There’s more than just a maritime connection between these two enigmatic contemporaries, one fictitious and one real. Captain Ahab sailed the Pequod, hunting an elusive white whale; while Darwin sailed the Beagle hunting elusive anatomical homologies in search of a theory that could explain the march of life on earth. But I wonder if anyone has noticed parallels between these two before this. Both characters had their heyday in the same decade (1850s) when both Moby Dick and the Origin of Species were published. However, my fascination is with the sharp extremes of their respective sense-making apparatus. I was always drawn to the mystique and tint of autistic clairvoyance in the aphasic Ahab’s famous line: “Ahab never thinks, he only feels, feels, feels”, the repetition of the strophe having a mesmerizing, chant-like character. Darwin on the other hand, equally rhetorically expressed his brutal obsession with “facts, facts, facts”, as he catalogued masses of anatomical variation through his Pacific odyssey. The extremes of the two approaches seem amplified to me by the lilting “l” of “feels” and the chipped edge of “facts” – one conveying the fluid leaps of our right brain, and the other the measured tread of the left brain. They serve as picturesque metaphors for skewed perceptual systems.
Another metaphorical pairing that occurred to me some time ago was that of Ptolemy and Copernicus. It came to me as I thought about that chronic corporate see-saw malaise about centralization versus decentralization. Ptolemy, of course, put the earth at the center of the solar system, while Copernicus ascribed to it its rightful place in an important but unassuming little orbit along with eight other planets. I have known CEO’s and leaders who have a Ptolemaic psyche, putting the corporate or regional HQ at the center of their universe, while others who are more sagely Copernican – getting the balance right in the integrality versus modularity spectrum.

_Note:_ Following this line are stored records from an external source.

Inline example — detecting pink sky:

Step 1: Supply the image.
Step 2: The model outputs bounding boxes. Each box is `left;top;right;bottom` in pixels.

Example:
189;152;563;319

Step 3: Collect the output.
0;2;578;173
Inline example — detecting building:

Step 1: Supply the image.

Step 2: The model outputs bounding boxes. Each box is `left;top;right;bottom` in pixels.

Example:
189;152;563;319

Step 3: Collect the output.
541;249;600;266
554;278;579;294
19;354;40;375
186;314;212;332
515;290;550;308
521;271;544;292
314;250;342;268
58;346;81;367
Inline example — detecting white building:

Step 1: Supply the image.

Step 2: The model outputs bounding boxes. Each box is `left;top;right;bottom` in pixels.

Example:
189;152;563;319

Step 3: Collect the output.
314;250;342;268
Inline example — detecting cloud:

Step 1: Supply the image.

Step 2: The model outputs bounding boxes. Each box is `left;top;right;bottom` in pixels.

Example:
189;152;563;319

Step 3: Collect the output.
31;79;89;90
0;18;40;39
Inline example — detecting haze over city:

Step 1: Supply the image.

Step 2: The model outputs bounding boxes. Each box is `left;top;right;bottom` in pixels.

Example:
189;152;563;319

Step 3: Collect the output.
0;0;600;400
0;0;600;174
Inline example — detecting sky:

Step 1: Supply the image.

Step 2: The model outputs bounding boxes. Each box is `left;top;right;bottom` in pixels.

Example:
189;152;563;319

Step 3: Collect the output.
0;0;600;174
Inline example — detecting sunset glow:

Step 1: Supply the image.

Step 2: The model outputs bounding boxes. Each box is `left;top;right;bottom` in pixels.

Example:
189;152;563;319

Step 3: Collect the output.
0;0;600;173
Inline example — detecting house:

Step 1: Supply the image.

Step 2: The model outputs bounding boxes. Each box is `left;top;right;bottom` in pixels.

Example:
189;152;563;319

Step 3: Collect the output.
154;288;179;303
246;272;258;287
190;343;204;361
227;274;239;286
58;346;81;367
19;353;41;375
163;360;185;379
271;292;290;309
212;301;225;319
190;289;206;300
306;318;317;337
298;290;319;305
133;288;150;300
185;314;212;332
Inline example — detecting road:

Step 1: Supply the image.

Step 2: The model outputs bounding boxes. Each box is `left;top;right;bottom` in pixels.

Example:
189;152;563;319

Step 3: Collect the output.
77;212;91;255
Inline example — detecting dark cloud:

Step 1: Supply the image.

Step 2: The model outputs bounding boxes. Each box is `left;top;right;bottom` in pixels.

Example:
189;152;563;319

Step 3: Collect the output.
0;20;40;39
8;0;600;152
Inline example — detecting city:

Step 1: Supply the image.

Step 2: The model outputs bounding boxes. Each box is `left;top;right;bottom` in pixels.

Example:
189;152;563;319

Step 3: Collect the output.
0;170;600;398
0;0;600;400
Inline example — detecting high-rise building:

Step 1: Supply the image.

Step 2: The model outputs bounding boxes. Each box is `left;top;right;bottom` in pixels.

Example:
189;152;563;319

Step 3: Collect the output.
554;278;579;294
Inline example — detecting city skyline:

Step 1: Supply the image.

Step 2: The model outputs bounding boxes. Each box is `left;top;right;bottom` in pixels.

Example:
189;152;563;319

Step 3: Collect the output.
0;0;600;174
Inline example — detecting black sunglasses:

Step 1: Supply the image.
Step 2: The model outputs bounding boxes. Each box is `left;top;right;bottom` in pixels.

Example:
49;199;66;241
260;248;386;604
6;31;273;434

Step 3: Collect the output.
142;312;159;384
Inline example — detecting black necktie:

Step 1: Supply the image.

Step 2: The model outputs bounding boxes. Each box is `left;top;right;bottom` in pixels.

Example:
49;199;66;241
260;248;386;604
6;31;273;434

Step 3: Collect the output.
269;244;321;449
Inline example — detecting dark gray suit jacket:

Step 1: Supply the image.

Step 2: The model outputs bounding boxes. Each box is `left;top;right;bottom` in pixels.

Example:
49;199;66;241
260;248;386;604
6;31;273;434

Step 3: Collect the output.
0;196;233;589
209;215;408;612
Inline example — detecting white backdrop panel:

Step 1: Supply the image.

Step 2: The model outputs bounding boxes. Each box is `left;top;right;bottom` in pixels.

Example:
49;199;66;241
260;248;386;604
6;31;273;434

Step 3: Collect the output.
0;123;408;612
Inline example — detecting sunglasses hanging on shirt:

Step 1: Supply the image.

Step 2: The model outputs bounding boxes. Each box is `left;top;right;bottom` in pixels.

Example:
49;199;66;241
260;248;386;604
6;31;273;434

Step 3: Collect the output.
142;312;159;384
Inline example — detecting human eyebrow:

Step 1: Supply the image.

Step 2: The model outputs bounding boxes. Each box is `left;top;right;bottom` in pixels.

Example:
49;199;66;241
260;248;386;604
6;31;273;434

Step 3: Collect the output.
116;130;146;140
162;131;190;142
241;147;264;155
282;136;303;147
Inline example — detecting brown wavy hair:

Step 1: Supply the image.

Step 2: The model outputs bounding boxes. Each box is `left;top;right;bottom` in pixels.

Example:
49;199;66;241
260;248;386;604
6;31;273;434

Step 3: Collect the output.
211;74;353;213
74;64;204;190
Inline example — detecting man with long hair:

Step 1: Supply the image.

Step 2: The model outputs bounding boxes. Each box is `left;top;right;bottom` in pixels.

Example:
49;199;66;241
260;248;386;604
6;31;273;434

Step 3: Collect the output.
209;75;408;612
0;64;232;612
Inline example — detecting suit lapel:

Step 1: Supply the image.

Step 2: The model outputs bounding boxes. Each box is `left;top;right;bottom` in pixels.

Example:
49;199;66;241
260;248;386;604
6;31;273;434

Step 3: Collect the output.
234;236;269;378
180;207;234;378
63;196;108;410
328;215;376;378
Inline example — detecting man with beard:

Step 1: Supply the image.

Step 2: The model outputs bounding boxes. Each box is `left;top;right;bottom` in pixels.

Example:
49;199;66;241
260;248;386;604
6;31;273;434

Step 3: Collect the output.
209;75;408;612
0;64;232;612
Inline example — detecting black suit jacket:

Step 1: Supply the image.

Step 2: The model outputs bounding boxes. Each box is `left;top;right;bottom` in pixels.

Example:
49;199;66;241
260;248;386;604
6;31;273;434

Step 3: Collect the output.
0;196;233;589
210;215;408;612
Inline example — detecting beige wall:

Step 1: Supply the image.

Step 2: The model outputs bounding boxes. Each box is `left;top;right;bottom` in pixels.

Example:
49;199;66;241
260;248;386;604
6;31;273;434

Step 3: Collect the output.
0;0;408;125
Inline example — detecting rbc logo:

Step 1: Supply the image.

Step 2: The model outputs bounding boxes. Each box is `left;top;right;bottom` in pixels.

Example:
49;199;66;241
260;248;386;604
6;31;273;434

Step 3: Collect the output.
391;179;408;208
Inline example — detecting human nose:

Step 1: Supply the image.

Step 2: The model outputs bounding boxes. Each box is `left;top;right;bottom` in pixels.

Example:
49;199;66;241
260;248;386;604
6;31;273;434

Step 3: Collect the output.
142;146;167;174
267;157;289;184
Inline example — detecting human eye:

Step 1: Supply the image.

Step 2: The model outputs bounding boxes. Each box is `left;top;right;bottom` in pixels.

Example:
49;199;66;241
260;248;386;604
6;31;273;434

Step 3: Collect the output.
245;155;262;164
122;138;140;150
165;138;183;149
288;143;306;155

The best insight I came across in this perennial dilemma was captured in the words: “if you organize one way, you should manage the other.” If you’re structurally centralized, you should be culturally decentralized, and vice versa – this is the only way of getting the force fields to find equilibrium, or else an oscillation between the two becomes inevitable.
Other pairs which intrigue me, and provide rich metaphorical content across different frames: 1. the Dialog approach of Socrates versus the Academy approach of Plato – both symbolize pedagogical content-design models which should be skillfully combined in any worthwhile mindset-shaping leadership program. 2. Javert and Jean Valjean (from Les Miserables) symbolizing an endless pursuit of a Sisyphean character – a more slapstick version of the same motif being Wile E Coyote and the Road Runner.